Çikolata kutusundan, odun yasasına: Suç ve ceza

Bir temizlik işçisinin, boş çikolata kutusunu iğne, iplik gibi malzemelerini içine koyma düşüncesiyle alıp götürdüğü için tazminatsız şekilde işten atılması haberini görmüşsünüzdür.
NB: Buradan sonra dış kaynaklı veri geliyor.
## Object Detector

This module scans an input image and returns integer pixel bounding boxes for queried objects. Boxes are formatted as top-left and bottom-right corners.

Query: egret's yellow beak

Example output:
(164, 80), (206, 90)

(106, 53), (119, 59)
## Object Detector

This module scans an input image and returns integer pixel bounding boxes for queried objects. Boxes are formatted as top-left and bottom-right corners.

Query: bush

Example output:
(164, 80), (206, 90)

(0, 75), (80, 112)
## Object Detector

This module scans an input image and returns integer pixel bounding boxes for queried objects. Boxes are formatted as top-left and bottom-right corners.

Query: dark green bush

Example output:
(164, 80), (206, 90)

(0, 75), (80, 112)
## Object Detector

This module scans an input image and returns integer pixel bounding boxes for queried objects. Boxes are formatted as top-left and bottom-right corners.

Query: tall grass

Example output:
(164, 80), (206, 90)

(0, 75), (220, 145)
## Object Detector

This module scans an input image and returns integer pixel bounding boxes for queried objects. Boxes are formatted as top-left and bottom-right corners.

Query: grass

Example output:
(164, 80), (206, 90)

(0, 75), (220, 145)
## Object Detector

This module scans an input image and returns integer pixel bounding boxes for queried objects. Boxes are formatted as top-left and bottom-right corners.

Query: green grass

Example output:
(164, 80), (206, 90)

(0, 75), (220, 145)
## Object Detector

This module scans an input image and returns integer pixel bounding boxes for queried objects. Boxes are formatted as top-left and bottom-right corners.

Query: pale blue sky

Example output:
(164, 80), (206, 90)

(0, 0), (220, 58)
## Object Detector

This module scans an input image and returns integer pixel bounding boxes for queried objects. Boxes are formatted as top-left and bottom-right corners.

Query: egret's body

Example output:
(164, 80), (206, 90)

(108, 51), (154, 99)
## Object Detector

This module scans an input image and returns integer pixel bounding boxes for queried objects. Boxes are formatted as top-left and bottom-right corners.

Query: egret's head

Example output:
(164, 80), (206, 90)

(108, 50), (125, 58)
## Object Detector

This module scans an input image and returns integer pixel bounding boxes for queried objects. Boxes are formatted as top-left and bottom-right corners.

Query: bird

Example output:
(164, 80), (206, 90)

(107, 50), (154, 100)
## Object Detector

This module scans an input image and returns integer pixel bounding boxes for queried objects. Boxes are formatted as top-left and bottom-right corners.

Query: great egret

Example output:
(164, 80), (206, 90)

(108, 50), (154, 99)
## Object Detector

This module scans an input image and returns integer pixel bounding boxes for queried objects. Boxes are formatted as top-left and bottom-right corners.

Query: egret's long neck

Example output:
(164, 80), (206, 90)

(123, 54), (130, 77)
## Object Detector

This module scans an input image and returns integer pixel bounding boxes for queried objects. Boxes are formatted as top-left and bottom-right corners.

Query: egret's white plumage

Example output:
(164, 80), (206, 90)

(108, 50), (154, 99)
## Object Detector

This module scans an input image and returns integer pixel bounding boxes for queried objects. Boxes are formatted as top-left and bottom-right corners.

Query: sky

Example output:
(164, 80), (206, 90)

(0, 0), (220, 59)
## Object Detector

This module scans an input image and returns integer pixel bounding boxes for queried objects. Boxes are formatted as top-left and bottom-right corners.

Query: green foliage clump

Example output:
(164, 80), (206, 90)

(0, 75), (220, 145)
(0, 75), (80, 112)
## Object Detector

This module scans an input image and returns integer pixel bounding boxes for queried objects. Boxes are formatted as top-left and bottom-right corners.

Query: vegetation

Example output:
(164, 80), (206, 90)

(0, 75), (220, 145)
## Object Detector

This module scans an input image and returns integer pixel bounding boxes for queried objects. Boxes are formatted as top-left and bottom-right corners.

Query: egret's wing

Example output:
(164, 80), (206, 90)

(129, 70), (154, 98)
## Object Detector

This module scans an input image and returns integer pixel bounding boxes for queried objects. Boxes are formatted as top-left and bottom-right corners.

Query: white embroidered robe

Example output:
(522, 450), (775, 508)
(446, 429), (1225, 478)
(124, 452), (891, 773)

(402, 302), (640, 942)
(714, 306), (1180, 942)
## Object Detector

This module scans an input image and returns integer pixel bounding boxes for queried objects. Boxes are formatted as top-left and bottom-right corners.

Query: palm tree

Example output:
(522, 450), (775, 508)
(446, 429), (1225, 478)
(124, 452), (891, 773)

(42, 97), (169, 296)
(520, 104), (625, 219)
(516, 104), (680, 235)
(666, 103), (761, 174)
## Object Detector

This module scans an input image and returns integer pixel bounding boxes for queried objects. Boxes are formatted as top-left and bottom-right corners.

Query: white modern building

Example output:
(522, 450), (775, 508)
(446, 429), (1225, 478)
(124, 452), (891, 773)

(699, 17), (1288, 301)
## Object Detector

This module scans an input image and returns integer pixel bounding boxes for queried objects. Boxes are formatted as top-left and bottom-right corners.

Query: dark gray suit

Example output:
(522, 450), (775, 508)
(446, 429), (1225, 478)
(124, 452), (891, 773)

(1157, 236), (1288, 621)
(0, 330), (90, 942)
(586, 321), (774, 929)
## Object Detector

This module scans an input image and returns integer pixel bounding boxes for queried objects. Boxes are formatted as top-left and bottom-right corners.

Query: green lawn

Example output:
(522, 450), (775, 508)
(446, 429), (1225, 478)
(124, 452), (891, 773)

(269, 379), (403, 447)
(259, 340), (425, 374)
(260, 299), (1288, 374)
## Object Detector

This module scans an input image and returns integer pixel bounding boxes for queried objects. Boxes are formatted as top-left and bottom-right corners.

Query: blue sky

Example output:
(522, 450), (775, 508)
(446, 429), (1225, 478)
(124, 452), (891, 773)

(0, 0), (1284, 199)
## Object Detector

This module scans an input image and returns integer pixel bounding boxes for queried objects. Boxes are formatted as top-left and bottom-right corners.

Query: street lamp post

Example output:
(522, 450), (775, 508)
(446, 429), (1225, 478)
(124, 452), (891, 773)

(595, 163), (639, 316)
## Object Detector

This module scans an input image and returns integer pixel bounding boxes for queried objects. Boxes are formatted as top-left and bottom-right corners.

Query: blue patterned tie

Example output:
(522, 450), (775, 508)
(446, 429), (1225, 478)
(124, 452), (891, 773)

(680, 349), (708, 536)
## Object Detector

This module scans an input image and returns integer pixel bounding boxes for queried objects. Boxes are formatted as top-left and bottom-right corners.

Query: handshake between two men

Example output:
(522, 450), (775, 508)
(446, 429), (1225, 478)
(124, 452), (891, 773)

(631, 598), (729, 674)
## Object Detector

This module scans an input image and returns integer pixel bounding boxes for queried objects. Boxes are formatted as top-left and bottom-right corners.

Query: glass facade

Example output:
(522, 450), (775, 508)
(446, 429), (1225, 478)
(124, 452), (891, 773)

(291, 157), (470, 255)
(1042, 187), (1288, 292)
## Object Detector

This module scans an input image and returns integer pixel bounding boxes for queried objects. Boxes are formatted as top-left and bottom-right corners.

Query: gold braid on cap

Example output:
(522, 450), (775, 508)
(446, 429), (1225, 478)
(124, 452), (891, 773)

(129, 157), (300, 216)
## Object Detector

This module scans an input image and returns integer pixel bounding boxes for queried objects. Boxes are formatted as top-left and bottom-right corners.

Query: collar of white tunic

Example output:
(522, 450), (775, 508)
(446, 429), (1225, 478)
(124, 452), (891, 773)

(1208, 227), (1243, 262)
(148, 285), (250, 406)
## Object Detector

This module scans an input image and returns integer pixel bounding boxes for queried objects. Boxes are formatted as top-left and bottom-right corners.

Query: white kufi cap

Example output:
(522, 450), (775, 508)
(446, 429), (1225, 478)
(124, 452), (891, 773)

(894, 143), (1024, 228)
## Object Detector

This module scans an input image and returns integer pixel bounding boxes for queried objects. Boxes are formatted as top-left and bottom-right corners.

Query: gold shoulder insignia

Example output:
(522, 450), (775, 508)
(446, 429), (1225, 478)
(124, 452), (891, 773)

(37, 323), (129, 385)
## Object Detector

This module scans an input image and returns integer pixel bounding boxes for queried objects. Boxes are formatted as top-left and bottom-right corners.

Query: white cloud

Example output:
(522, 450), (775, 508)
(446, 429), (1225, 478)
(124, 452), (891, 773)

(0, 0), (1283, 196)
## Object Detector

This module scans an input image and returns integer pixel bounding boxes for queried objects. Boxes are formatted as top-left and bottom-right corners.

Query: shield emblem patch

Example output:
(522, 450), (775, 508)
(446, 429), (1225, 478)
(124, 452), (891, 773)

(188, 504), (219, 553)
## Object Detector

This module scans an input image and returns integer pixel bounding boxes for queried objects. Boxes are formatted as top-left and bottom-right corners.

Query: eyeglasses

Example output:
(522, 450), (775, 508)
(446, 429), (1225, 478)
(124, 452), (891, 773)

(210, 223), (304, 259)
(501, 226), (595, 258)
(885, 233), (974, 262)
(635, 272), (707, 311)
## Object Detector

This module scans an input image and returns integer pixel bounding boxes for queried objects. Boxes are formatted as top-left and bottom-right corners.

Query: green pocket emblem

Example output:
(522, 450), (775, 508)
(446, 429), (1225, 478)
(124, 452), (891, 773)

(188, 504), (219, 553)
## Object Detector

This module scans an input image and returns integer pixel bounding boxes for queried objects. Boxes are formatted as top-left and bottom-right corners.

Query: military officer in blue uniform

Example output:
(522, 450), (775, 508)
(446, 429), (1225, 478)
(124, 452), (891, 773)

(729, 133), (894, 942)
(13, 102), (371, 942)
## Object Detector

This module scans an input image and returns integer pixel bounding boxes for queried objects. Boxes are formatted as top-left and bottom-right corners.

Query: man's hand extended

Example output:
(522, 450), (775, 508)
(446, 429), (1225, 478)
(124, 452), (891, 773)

Olayı kısaca özetleyecek olursak, 16 yıldır çalıştığı kurumdan atılan kadın iş mahkemesinin yolunu tutuyor. İş mahkemesi de “davacının 16 yıllık işçi olduğu ve bu çalışma süresi zarfında hiçbir disiplin cezası almadığına, özel kullanıma ait olmayan, herkesin izinsiz olarak rahatlıkla girip çıktığı, elektrik süpürgesi, kablo, poşet gibi malzemelerin konulduğu yere bırakılan, dolu veya boş olduğu dahi şüpheli olan bir çikolata kutusunu dikiş kutusu yapmak maksadıyla alan davacının tazminatsız olarak işten çıkartılmasının hakkaniyet kurallarına uymadığına” hükmediyor. Buraya kadar adalet sağlanmış görünüyor. Ama fırsattan istifade uzun süredir çalışan işçinin kıdem tazminatına çökmek konusunda kararlı olduğu anlaşılan şirket karara itiraz edince 8 yıllık bir sürecin sonunda Yargıtay iş mahkemesinin işçi lehine olan kararını yasaya aykırı buluyor ve işçinin boş çikolata kutusunu aldığı için 16 yıllık tazminatının şirket tarafından el konularak işten çıkarılmasını onaylıyor. Böylece sicili temiz bir işçi, basit bir düşünceyle aldığı çikolata kutusu nedeniyle önce şirket sonra mahkeme tarafından hırsız olarak damgalanıyor.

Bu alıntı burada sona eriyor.